Population Size is constant \(N\). The population consists of three types:
Susceptible \(S_n\), the individuals which are suceptible for the disease at time \(n\),
Infected \(I_n\), the infected individuals at tme \(n\), which can spread the disease,
Removed \(R_n\), the individuals which cannot be infected at time \(n\), because they developed immunity.
These groups, from which the population is constructed, give this type of models the name "SIR-model". It follows, that the transition will only be in the direction \(S_n \to I_n \to R_n\), which means, that all infected will be rendered immune. It follows, that \(S_n + I_n + R_n = N\) will always be fulfilled.
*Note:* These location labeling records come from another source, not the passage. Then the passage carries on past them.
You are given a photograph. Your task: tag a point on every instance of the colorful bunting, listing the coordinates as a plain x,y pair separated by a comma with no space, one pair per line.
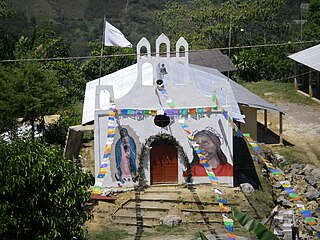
213,179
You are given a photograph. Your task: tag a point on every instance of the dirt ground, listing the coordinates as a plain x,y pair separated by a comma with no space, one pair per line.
301,128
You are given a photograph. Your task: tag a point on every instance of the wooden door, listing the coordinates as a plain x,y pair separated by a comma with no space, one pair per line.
164,164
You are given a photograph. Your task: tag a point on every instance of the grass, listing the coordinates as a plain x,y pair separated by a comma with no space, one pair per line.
277,91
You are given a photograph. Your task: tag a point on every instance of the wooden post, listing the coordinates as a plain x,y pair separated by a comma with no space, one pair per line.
265,120
310,84
295,77
280,128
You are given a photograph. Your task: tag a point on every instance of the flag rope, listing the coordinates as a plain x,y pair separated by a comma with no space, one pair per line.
228,222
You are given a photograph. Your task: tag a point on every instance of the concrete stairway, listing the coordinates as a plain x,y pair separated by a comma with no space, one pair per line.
148,207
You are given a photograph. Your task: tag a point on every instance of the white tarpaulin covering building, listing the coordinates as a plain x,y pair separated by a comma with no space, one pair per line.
160,104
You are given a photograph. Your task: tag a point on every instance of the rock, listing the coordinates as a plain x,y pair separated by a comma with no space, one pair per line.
171,220
284,202
246,188
308,168
316,173
311,180
297,166
300,186
312,205
279,158
312,194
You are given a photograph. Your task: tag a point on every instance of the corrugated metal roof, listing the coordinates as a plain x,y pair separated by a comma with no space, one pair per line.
309,57
212,58
130,94
242,95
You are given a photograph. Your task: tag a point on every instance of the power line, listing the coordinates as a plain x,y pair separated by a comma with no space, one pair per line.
153,53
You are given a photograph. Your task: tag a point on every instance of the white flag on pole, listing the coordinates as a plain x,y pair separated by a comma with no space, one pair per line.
114,37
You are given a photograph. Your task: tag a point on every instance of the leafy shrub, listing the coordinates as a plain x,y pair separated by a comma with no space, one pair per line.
42,195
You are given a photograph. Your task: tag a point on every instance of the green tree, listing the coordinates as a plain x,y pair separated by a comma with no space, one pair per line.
32,93
311,29
56,133
42,195
206,25
4,12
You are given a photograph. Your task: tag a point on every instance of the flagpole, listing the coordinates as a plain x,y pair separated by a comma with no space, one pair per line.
102,43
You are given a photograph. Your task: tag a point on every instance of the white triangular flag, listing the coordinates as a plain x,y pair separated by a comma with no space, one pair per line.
114,37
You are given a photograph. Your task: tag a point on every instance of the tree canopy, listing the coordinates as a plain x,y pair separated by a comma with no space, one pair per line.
42,195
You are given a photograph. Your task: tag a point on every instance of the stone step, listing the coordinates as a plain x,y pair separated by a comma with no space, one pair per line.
156,207
161,191
134,222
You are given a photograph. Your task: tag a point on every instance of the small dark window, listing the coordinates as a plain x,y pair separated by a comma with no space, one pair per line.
161,120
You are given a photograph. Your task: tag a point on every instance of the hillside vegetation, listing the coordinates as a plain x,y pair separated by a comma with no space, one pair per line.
81,21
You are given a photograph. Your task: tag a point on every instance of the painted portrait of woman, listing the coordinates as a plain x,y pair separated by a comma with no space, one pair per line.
209,142
125,152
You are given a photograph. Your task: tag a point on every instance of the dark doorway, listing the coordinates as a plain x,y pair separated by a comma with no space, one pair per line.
163,163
The probability, that a susceptible individual catches the disease from a particular infected in one time step is given by \(p\). The probability that this susceptible does not get infected from any of the \(I_n\) infected in time step \(n\) is hence given by \[\begin{aligned} Q_n = (1-p)^{I_n} =: q^{I_n}.\end{aligned}\] If we want to have a look at the probability, that there are exactly \(I\) infected at time \(n+1\), we need to take a look at the conditional probability \(\mathbb{P}\left(S_{n+1} = S_n-I, I_{n+1} = I \vert S_n, I_n \right)\) which is the probability, that from the \(S_n\) susceptibel individuals exactly \(I\) will be infected in the next time step, given, that we had \(I_n\) infected in this time step: \[\begin{aligned} \mathbb{P}\left(S_{n+1} = S_n-I, I_{n+1} = I \vert S_n, I_n \right) &=\#_{\text{pick $I$ from $S_n$}} \cdot \mathbb{P}(S_n-I \text{ not infected}) \cdot \mathbb{P}(I \text{ infected})\\ &= \binom{S_n}{I} Q_n ^{S_n -I} (1-Q_n)^I =: \mathbb{P}(I), \end{aligned}\] which is a binomial distribution. To calculate the average number of infected we need some identities concerning the binomial coefficient. The binomial identity is given by \[\begin{aligned} \sum_{n=0}^N \binom N n x^n y^{N-n} = (x+y)^N. \end{aligned}\]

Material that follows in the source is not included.